Tuesday, December 3, 2013

I just read an article....this is part of it. I love it. I am amening to myself.

Please don’t envy me because I am you, just with different features and freckly skin.
I have some really shitty days and some really good days. I cry, I yell, I laugh.
Sometimes, I get upset and I send impulsive texts filled with nonsense to my boyfriend, that I wish I could erase before they turn green.
There are days I feel confused, and days everything makes sense.
I have been offered some deserved opportunities over the years, a product of un-waivering discipline and hard work, but my daily life is quietly mundane; I spend most of my time with my daughters, or alone- writing and teaching at my studio.

I have issues with my parents. I have issues.

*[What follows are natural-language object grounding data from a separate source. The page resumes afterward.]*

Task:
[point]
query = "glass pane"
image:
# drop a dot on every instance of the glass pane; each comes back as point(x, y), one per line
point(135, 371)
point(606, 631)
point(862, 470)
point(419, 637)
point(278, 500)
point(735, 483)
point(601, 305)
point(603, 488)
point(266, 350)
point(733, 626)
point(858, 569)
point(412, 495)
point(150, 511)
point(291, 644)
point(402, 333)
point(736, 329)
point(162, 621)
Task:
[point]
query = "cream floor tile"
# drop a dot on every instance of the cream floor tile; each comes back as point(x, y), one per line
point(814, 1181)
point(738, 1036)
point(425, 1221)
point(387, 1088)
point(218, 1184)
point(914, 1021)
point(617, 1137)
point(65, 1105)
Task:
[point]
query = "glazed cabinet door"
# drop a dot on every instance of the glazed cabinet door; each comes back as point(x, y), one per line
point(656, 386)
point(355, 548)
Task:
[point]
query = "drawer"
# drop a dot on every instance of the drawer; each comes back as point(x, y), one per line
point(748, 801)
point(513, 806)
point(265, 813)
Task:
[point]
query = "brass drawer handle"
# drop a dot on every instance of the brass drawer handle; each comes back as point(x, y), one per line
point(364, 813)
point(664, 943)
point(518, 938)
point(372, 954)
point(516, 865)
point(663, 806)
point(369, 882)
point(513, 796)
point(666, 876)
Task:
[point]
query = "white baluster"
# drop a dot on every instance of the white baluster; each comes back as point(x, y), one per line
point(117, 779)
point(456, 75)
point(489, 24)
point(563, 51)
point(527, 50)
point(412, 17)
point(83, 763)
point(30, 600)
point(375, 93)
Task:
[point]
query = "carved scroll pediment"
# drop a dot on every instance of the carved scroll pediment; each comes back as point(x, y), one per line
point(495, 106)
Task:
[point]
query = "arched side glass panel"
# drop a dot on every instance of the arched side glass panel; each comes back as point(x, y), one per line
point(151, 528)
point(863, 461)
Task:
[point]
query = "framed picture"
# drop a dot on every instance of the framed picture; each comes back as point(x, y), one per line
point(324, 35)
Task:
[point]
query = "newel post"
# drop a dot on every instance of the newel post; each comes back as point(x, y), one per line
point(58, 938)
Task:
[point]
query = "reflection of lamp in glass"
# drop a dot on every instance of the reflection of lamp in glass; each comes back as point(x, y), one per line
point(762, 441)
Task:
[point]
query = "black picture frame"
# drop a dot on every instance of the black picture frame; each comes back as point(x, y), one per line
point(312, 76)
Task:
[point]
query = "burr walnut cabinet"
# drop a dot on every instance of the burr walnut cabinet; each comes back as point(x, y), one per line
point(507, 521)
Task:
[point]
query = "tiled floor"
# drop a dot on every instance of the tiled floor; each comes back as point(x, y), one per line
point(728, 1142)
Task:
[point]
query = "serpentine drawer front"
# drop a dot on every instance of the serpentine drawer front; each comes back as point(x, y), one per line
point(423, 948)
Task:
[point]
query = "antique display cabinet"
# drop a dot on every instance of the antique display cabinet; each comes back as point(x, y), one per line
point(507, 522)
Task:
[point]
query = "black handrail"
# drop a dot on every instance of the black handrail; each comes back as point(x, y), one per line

Period.I have an obsession with pretzel m & m’s–I eat way too many of them.
I get lonely, really lonely–I cry and then, I get over it.I get angry, really angry–I yell or I cry and then, I get over it.
I look in the mirror in the morning, and I hate my hair.
Sometimes I want to throw my children out of a window because they drive me crazy when they fight.
I just finished yelling at them for not going to bed.

When I need a break from my seriousness, I watch awful movies on my computer in my bed while eating Triscuits.
I will go to sleep tonight at 8:30 because that’s how I roll. I don’t have a glamorous social life,
I’d rather be at home even if I had the option of being out on the scene.

I’m a girl who found what I love, and I work really damn hard for everything I have created.
Don’t envy me. I don’t envy you, because I know we are all the same–at least that’s my perspective.